Le traitement et la torture infligés à ces pieux religieux, qui tenaient avec ténacité aux principes de la foi presbytérienne, par l'Église d'Angleterre, sous le faux manteau de la religion, rempliraient à eux seuls un volume beaucoup plus vaste que celui envisagé. dans ces pages, et la référence est simplement faite pour montrer le caractère sévère et inébranlable d'un peuple qui a été chassé du poste au pilier, et a subi des épreuves et des dégradations presque insupportables, plutôt que de s'écarter d'un principe qu'ils croyaient être les enseignements de la Bible, ainsi que d'avoir l'approbation de leur conscience. Ainsi, il y a plus de deux siècles, nos parents ancestraux ont quitté leurs belles maisons dans leur pays natal, et ont cherché pour la dernière fois sur les épées vertes en pente des collines Grampian et ont fait leurs adieux pour toujours aux tombes de leurs pères et mères, et ont laissé derrière eux tout ce qui leur était proche et cher, tout comme leur belle Écosse, et se mirent en marche vers l'île d'Émeraude, dans le vain espoir que les persécutions et les épreuves qui avaient rendu la vie hideuse jusqu'alors, cesseraient et qu'ils seraient libres de exercer leur foi[,] qui avait été si longtemps le désir de leur conscience. [3] Mais hélas ! pour les attentes humaines. Leur séjour n'est que pour un certain temps, jusqu'à ce que la vaste et accueillante terre de l'autre côté de l'Atlantique leur ordonne de reprendre leur ligne de marche et de planter leurs maisons dans le Nouveau Monde, où ils seraient libres d'adorer Dieu selon les préceptes de leur propre conscience, sans être entravé par l'Église ou l'État. Parmi les nombreuses familles qui ont ainsi émigré d'Ecosse en Irlande et plus tard d'Irlande en Amérique, on peut citer les noms suivants : Forbesses, Stuarts, Hamiltons, Montgomerys, Alexanders, Grahams, Shaws, Moores, Lewises, Pattons, Mathews, Prestons, Baxtons , Lyles, Grigsbys, Crawfords, Comminses, Browns, Wallaces, Wilsons, Caruthers, Campbells, McClungs, McCues, McKees, McCowns, Lockridges, Boyds, Barclays, McDonals et Baileys, décrits comme des « chevaliers et messieurs d'Écosse, dont la prospérité C'étaient des presbytériens irlandais, qui, étant d'origine écossaise, étaient appelés écossais-irlandais.

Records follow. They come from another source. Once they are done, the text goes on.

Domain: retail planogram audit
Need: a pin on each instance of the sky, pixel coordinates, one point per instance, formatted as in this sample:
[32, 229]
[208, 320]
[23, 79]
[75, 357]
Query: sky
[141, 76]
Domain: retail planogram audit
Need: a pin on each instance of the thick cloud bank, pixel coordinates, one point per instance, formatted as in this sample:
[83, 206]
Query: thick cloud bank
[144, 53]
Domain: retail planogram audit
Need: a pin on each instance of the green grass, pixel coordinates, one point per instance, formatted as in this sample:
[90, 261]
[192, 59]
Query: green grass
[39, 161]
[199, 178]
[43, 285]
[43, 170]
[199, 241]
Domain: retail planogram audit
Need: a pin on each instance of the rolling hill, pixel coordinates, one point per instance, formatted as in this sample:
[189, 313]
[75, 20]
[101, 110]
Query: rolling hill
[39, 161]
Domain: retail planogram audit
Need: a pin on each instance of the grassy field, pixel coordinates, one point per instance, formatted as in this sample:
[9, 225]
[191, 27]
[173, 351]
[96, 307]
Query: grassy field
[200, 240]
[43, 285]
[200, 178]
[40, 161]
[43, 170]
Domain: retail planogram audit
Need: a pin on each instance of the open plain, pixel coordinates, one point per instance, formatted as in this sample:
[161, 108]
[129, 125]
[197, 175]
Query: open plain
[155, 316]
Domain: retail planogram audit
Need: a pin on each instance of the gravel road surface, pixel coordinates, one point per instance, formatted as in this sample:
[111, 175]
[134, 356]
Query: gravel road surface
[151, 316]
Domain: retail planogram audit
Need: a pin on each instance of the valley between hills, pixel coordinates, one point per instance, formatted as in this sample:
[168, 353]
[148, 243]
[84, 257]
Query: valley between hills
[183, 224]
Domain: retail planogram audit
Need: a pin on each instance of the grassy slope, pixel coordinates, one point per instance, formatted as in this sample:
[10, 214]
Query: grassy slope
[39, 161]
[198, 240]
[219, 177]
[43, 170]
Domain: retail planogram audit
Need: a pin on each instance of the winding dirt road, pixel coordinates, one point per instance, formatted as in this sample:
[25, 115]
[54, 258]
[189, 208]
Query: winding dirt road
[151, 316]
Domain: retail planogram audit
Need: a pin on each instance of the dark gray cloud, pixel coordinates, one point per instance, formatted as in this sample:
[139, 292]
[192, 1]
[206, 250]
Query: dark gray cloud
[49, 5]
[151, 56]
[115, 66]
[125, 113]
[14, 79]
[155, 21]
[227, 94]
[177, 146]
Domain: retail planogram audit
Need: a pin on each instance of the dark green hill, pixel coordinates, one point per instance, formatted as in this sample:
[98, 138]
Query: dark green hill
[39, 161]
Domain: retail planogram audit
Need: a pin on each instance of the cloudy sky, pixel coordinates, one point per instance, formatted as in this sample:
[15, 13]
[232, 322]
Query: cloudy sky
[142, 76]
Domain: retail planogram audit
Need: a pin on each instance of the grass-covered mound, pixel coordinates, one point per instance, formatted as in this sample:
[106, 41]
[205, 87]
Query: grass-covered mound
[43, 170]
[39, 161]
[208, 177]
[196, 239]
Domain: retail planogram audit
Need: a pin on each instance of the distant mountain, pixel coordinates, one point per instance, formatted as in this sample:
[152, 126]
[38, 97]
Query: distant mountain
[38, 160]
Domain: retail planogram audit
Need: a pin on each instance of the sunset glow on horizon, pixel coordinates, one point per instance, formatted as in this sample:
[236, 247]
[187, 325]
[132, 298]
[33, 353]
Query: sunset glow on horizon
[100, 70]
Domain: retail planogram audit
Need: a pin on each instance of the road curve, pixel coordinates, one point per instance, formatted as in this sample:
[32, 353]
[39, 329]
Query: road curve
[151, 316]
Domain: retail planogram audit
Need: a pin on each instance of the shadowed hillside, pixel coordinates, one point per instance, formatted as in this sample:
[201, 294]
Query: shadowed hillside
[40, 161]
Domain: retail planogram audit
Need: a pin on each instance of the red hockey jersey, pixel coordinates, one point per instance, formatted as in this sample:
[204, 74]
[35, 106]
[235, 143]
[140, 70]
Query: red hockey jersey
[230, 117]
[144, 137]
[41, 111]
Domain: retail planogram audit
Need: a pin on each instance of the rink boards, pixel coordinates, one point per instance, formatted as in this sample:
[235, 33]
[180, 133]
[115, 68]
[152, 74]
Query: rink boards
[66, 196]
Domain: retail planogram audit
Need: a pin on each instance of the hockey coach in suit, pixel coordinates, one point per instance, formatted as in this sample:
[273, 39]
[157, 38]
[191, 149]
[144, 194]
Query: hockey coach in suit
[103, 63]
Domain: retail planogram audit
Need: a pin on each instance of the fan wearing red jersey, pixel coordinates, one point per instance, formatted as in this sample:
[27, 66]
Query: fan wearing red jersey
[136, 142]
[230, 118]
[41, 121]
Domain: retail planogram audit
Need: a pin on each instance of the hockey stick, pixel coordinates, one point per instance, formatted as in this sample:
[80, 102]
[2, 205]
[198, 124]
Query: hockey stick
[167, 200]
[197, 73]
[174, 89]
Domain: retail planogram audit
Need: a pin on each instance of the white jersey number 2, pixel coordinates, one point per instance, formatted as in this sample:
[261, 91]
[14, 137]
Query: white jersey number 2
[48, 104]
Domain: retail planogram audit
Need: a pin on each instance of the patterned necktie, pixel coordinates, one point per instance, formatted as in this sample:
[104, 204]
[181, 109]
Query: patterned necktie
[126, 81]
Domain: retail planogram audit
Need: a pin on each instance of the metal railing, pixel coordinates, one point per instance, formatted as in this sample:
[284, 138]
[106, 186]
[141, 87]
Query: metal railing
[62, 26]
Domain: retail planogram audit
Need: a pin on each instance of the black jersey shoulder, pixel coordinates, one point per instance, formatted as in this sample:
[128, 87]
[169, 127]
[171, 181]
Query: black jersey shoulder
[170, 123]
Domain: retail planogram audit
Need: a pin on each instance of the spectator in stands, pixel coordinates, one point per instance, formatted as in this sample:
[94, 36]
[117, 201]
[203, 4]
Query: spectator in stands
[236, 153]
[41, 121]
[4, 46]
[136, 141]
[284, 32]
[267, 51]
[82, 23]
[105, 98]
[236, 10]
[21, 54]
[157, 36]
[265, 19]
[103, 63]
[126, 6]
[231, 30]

[4] Ces noms sont aujourd'hui des mots familiers de la maison des noms de notre propre terre et ne sont qu'une répétition, et de la même descendance linéaire de leurs nobles ancêtres, qui, il y a plus de deux siècles se tenait toujours fermement au Magna Charta des droits écossais, et se sont ralliés sous leurs braves bannières, arborant la foi de leur propre credo, dans les fameuses lettres d'or, “For Christ’s Crown and Covenant,” ils ont attendu sans se laisser décourager, la tyrannie de leurs ennemis .

Comme nous l'avons dit, leur séjour en Irlande n'a été que temporaire, comme pour une grande partie de ceux qui y ont émigré. Bien sûr, beaucoup entravés par la pauvreté et d'autres causes sans aucun doute, en ont fait leur domicile permanent.

Le soulagement qu'ils cherchaient, ils ne l'ont trouvé que temporaire dans leurs nouvelles maisons trouvées en Irlande. Sous le règne des rois tyrans, leurs souffrances et leurs châtiments n'étaient supportables que pour leurs contrastes avec leurs souffrances antérieures. Les dîmes et les impôts exigés de leurs propriétés en ruine pour soutenir une église, non de leur propre choix, empêchés [5] de parler de leurs propres opinions vivant dans un pays étranger vivant parmi les ennemis de leur foi, tous combinés pour en faire un peuple malheureux et agité. Désireux de nouvelles maisons, les murmures silencieux ont traversé l'océan que le Mayflower, des années auparavant, avait débarqué d'autres, persécutés comme eux, en toute sécurité de l'autre côté des eaux bleues. Cela leur a donné de l'espoir. “Car toi, ô Dieu, tu nous as éprouvés, et tu nous as éprouvés comme l'argent est éprouvé, tu nous as mis dans le filet, tu as mis nos reins dans les afflictions, tu as fait chevaucher des hommes sur nos têtes, nous sommes passés par le feu et par l'eau mais bien que nous ayons fait sortir dans un endroit riche. & Rassemblant le peu de biens mondains qu'ils possédaient, qui étaient très maigres, et souvent rien, sauf leur Bible. Ils s'embarquèrent pour le Nouveau Monde, débarquant sur les rives du Deleware, [sic] et beaucoup se reposèrent pendant une saison dans le pays de Pennsylvanie.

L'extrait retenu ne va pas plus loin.